An SEC review of disclosure effectiveness and a desire by investors and regulators to boost investor confidence are driving the trend
The audit committees of Fortune 100 companies are being increasingly transparent about their activities and processes, going beyond minimally required disclosures, according to a recent report by the EY Center for Board Matters.
EY expects this trend to continue next year and over the long-term as investors will likely maintain or step up engagement with companies on this topic through letter-writing campaigns and direct dialogue.
Some companies are aggregating audit-related disclosures in a consolidated section of their proxy statements or placing them in the audit committee report to make it easier for readers to process all the available information and saving investors the trouble of navigating company websites, according to Let’s talk: governance, Audit committee reporting to shareholders, 2014 proxy season update.
Increased transparency by audit committees is partly the result of an ongoing review by the SEC of disclosure effectiveness that entails a holistic appraisal of disclosures among US companies. Audit committee disclosures have also come under increased scrutiny by US and non-US regulators, investors, and policy organizations, motivated by a desire to bolster investor confidence in audit committees’ oversight work.
Nearly 15 percent of companies provided a direct link to the audit committee charter in the proxy statement this year, making it easier for investors to learn about the committee’s designated duties, up from 6 percent two years ago, the report said. Thirty-one percent of companies explained their reasons for appointing their external auditor, including considerations in assessing the auditor’s quality and qualifications, versus 16 percent of companies that did so in 2012.
Eight percent disclosed topics that the audit committee discussed with the auditor other than matters required to be discussed under regulatory rules.
‘Where they go beyond that is risk controls and compliance, tax strategy, ethics and compliance programs, various risk management initiatives and controls,’ says Allie Rutherford, director of corporate governance at the Center for Board Matters. There were also some presentations and discussions around cyber-security, she adds.
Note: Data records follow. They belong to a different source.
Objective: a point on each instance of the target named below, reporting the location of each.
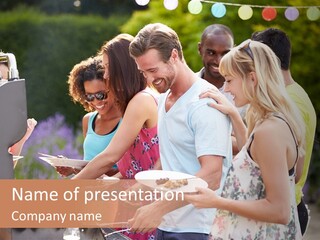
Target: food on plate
(172, 184)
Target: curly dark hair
(87, 70)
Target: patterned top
(240, 186)
(142, 155)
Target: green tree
(304, 35)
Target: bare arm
(224, 105)
(149, 217)
(17, 147)
(138, 112)
(270, 153)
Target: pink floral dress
(142, 155)
(244, 182)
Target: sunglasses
(99, 96)
(245, 46)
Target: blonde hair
(269, 96)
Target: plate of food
(170, 180)
(64, 162)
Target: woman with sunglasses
(258, 197)
(135, 146)
(88, 87)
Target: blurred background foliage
(49, 37)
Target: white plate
(15, 158)
(65, 162)
(149, 178)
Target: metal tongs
(118, 231)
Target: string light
(269, 13)
(245, 11)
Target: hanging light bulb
(170, 4)
(218, 10)
(269, 13)
(142, 2)
(291, 13)
(245, 12)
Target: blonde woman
(258, 197)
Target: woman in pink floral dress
(258, 197)
(135, 146)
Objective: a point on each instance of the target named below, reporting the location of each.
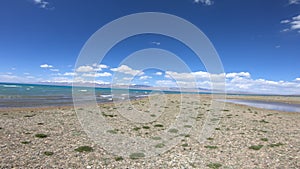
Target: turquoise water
(267, 105)
(33, 95)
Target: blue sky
(257, 41)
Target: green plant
(160, 145)
(136, 128)
(41, 135)
(185, 145)
(146, 127)
(48, 153)
(136, 155)
(158, 125)
(263, 121)
(211, 147)
(112, 131)
(256, 147)
(29, 115)
(264, 139)
(214, 165)
(187, 126)
(25, 142)
(119, 158)
(156, 138)
(84, 149)
(173, 130)
(276, 144)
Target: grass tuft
(214, 165)
(136, 155)
(48, 153)
(276, 144)
(84, 149)
(256, 147)
(41, 135)
(119, 158)
(211, 147)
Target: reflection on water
(267, 105)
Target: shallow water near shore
(266, 105)
(35, 95)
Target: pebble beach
(245, 137)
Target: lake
(266, 105)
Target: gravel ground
(245, 137)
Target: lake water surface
(267, 105)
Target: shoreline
(246, 137)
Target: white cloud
(294, 2)
(127, 70)
(99, 67)
(43, 4)
(15, 78)
(46, 66)
(105, 74)
(70, 74)
(145, 77)
(293, 23)
(158, 73)
(54, 70)
(285, 21)
(205, 2)
(155, 43)
(84, 69)
(240, 74)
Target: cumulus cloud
(155, 43)
(84, 69)
(158, 73)
(105, 74)
(99, 67)
(54, 70)
(43, 4)
(46, 66)
(145, 77)
(291, 2)
(240, 74)
(204, 2)
(293, 23)
(70, 74)
(127, 70)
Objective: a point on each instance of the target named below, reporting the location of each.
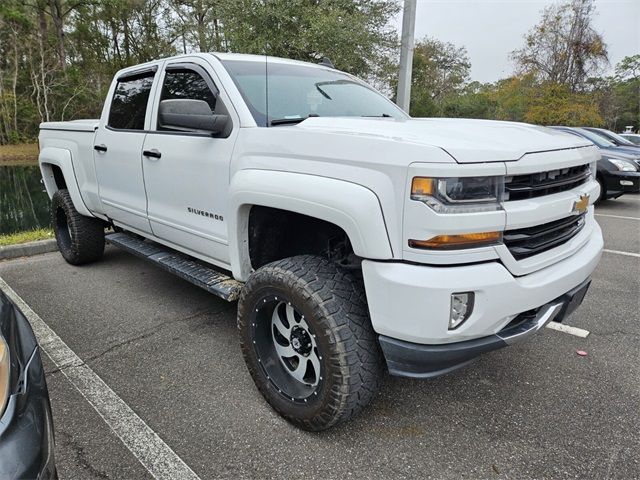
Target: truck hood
(467, 141)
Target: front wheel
(308, 342)
(80, 239)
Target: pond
(24, 204)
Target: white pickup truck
(353, 236)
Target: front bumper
(26, 427)
(411, 303)
(408, 359)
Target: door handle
(152, 153)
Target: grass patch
(22, 154)
(24, 237)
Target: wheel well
(275, 234)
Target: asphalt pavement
(170, 351)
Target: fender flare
(350, 206)
(61, 157)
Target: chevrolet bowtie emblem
(581, 205)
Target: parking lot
(170, 352)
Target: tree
(439, 70)
(564, 47)
(555, 104)
(355, 34)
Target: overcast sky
(490, 29)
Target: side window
(129, 104)
(188, 84)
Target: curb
(28, 249)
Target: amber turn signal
(422, 186)
(466, 240)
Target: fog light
(461, 308)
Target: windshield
(296, 92)
(621, 140)
(595, 138)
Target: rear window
(129, 104)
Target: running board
(186, 267)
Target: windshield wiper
(291, 121)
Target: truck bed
(88, 125)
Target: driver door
(187, 173)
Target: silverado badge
(581, 205)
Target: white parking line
(618, 252)
(616, 216)
(561, 327)
(145, 444)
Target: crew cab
(355, 239)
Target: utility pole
(403, 96)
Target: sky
(491, 29)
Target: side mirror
(186, 115)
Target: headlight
(623, 165)
(4, 374)
(459, 194)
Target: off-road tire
(333, 303)
(80, 238)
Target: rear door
(118, 150)
(187, 173)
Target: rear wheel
(308, 342)
(80, 238)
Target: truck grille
(529, 241)
(521, 187)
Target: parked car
(632, 137)
(614, 138)
(617, 174)
(26, 426)
(351, 234)
(605, 146)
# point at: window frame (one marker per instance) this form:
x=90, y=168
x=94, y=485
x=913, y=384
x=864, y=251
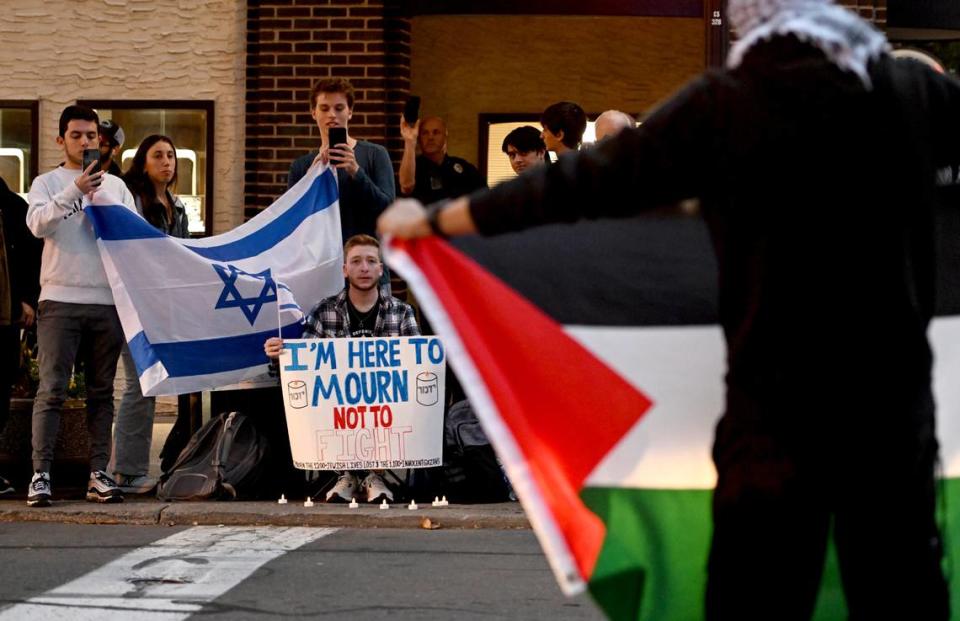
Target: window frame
x=33, y=105
x=205, y=105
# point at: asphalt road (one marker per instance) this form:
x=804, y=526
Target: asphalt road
x=76, y=572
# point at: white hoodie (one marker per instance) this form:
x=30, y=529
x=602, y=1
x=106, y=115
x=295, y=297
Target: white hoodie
x=71, y=270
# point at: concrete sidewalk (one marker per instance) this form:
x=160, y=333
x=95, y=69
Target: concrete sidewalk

When the Center for Board Matters began this initiative, it was interested in the kinds of disclosure that audit committees were providing beyond those required.
‘For example, the audit committee under Sarbanes-Oxley is responsible for the appointment, compensation and oversight of the auditor. We’re tracking that 65 percent of companies make that statement in the proxy statement,’ says Rutherford. ‘It doesn’t mean that they’re not doing it if they’re not disclosing it.’
Sarbanes-Oxley also stipulates that audit committee consider the non-audit fees and services being provided by an external auditor when assessing auditor independence. At four out of five companies reviewed the audit committee is stating that it is doing that, she adds.
‘Because this initiative really started with a request by investors, I think it’s a sign that companies are hearing calls for increased transparency,’ she says. ‘I think they’re being responsive. This is part of a broader trend of companies enhancing disclosures across a broad range of governance items. Audit committee reporting is one of those things that follows some of the other disclosures that we’ve seen from key committees and board leadership.’